The last two posts talked about text mining and philosophy – http://man.herm3tica.tv/will-and-desire-along-modern-philosophy/ and http://man.herm3tica.tv/will-and-desire-along-modern-philosophy-ii/-. I treated to explore how computer tools can help us to understand from another point of view complex works -as the philosophical ones-. On the present post, I will continue using text mining applied to philosophy focussing the case of Friedrich Nietzsche.

Nietzsche Topic Modeling

In this case, I joined several Nietzsche’s works creating a corpus. Specifficaly, I downloaded from Gutenberg Project the works: The birth of tragedy, Gay science, Zarathustra, Beyond god and evil, Human All too human, Ecce Homo, Antichrist, On the genealogy of moral and The will of power. I runned topicmodels package – https://CRAN.R-project.org/package=topicmodels– over this corpus to separate terms into 3 groups. Shown bellow the plot resulted:

Digital humanities: Text mining applied to philosophy

What we see here is the classification of the 10 most frequent words. As it’s seen, the first and the second topic are quite related. One of them is more oriented to time, art, nature and music; and the other one contains words like morality, people, truth or form. Finally, we have a third topic with words like thou, ye or Zarathustra, among others.
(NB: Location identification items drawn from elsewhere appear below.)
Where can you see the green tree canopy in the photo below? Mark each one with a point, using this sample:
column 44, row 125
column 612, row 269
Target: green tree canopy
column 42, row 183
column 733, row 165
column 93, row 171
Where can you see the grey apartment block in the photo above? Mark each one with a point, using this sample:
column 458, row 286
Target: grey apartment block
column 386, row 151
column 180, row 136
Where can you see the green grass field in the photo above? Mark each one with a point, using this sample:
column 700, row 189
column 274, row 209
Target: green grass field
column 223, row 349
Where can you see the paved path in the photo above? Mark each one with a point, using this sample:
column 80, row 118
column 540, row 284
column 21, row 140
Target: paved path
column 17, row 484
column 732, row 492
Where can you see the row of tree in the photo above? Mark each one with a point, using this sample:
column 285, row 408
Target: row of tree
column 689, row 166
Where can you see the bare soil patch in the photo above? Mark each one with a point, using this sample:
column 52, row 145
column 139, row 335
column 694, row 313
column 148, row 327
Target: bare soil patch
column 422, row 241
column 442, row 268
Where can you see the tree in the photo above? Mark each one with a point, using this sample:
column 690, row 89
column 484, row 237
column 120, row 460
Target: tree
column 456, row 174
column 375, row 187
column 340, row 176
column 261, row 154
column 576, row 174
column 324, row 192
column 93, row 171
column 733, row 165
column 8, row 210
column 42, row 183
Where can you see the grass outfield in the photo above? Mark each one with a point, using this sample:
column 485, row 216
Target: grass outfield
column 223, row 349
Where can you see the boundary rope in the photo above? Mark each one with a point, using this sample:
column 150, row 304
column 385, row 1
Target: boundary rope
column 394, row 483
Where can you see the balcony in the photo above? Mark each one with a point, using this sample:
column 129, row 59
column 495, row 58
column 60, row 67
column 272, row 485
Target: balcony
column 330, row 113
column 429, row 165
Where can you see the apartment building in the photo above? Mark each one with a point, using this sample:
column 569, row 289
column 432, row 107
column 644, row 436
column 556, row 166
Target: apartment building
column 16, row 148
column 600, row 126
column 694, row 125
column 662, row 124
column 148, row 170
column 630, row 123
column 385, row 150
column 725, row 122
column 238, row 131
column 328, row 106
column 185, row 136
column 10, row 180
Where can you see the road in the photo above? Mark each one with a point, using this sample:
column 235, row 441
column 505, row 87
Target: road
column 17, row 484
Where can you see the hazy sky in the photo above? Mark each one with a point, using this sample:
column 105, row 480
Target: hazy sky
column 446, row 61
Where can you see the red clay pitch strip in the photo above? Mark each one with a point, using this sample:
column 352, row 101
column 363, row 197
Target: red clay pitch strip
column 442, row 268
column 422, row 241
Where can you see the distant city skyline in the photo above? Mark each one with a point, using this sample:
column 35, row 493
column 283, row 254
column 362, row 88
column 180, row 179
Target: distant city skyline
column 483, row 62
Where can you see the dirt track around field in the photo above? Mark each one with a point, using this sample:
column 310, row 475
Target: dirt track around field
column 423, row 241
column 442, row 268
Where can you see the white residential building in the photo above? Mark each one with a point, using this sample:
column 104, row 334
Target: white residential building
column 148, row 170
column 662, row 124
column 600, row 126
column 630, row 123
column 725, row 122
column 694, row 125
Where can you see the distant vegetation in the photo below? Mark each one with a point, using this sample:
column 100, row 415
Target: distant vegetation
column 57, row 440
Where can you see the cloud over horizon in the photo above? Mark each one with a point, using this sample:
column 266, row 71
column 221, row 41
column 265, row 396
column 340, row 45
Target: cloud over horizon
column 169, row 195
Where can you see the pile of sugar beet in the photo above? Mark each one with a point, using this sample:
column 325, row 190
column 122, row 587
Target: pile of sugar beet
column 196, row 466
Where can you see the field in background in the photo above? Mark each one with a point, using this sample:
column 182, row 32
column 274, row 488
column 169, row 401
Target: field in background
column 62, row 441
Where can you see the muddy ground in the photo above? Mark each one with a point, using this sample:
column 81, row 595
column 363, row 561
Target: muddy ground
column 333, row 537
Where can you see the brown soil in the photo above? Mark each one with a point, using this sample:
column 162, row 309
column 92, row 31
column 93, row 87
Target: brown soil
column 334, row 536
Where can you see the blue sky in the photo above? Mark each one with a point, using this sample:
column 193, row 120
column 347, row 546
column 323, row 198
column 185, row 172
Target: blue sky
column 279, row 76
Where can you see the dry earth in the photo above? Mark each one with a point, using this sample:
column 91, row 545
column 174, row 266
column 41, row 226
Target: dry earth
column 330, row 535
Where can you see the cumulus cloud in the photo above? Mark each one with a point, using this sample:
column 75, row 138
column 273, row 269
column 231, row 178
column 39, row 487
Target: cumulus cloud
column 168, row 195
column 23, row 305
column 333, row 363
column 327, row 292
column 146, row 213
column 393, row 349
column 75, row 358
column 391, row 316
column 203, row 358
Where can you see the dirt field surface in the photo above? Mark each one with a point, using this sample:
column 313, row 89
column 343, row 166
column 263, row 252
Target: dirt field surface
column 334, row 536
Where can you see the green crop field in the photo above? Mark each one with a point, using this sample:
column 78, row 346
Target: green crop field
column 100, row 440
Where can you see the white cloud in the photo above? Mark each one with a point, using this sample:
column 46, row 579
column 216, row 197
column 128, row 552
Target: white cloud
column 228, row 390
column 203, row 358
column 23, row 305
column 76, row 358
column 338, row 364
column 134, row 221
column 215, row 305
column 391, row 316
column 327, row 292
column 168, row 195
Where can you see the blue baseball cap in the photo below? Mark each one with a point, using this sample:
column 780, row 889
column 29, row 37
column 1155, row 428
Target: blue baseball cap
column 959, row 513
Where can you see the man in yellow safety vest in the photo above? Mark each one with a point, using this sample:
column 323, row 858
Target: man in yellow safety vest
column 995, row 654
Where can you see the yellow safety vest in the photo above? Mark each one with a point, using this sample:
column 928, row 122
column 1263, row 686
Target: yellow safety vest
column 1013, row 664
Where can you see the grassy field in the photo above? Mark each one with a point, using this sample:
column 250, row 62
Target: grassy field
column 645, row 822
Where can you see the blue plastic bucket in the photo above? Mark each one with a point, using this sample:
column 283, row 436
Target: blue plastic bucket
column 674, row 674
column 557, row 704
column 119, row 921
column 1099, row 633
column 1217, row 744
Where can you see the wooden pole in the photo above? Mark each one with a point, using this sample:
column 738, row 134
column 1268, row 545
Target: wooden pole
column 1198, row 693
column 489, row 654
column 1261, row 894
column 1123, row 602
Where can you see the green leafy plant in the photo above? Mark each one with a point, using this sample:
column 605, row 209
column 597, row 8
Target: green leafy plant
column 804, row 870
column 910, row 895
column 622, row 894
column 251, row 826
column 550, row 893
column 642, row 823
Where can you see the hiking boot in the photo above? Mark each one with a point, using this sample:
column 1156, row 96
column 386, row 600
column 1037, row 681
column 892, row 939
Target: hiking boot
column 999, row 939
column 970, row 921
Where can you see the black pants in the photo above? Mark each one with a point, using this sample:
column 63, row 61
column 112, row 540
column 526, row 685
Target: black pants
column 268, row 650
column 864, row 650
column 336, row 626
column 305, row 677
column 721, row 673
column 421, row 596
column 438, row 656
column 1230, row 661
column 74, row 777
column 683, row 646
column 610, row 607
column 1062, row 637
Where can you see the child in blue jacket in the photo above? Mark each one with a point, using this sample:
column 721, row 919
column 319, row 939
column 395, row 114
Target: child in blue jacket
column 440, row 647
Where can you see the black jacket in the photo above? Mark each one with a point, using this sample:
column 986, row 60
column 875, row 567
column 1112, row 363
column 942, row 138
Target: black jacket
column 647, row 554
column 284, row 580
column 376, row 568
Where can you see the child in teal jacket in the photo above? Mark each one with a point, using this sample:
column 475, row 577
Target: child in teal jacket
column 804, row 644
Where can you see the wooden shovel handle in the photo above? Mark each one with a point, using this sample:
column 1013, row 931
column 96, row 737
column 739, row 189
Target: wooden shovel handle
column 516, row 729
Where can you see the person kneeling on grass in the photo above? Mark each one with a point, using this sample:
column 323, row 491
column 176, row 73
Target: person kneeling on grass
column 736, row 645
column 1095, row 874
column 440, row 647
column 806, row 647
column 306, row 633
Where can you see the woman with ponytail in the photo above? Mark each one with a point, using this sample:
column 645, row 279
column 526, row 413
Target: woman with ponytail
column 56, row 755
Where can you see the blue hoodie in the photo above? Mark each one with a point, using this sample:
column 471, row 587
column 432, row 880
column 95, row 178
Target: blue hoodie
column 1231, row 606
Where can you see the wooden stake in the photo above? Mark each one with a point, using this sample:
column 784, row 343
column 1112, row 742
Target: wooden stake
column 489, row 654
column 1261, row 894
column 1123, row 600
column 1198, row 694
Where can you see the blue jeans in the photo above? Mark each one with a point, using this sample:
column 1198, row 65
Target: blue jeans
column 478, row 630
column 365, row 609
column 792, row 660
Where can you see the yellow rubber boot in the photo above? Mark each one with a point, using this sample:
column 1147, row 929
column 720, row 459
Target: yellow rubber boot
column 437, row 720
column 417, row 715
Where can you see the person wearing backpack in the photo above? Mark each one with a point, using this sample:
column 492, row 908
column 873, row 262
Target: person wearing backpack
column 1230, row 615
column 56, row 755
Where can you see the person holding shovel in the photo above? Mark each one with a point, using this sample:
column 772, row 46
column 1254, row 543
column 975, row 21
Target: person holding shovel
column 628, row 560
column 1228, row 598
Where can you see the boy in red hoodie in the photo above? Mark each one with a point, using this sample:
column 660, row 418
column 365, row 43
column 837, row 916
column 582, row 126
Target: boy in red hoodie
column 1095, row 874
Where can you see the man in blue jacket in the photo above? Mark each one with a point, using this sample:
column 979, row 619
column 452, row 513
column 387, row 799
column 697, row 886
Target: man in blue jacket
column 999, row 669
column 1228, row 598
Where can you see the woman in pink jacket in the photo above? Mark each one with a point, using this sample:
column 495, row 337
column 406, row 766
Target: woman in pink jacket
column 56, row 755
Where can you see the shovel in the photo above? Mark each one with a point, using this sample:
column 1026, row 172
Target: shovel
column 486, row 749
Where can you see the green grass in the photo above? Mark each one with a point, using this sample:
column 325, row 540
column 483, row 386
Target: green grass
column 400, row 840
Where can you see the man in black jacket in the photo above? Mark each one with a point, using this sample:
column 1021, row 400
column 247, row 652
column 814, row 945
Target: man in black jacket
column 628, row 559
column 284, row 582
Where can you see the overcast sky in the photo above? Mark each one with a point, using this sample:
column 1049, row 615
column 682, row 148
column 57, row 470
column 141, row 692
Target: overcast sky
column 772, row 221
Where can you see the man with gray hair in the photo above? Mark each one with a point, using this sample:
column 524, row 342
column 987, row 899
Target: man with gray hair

Digital humanities: Text mining applied to philosophy
Distance between Topics, Nietzsche

Per-Document classification

If we know Nietzsche’s work a little, it is not very difficult to guess which work is related with each topic: we find a cluster centered on Zarathustra; another one on The Birth of Tragedy; the last one on the works about moral and christianity. However, let’s plot these correlations using the argument gamma which indicates the per-document probability for each topic:

Digital humanities: Text mining applied to philosophy
Gamma values comparative by topic

Now we can see better how the algorithm distributes works along the topics. The majority of works belong just to one topic. It is because of this that they have two ceros and a one within each plot. Just few works have medium values: Human too human, Gay science and Ecce homo. Probably, we should consider these works as bridges within Nietzsche’s corpus. As we see, these bridges are situated, especially, on the works Human, All Too Human, even more Gay science and Ecce homo. At the same time, Ecce homo is the only work which has similarities with Zarathustra.

Other sources

This third post of text mining applied to philosophy gives continuity to previous studies. Among then, I would like to highlight the work of David M. Berry, especially the post Berry, D. M., & Rybicki, J. (2012, diciembre 19). The author signal: Nietzsche’s typewriter and medium theory. Stunlaw. http://stunlaw.blogspot.com/2012/12/the-author-signal-nietzsches-typewriter.html. This post points out how technologies influence in our production of knowledge, not just as a change of style. Of course, also the text Silge, J., & Robinson, D. (2017). Text mining with R: A tidy approach (First edition). O’Reilly. https://www.tidytextmining.com/ is a key reference regarding to the technical development.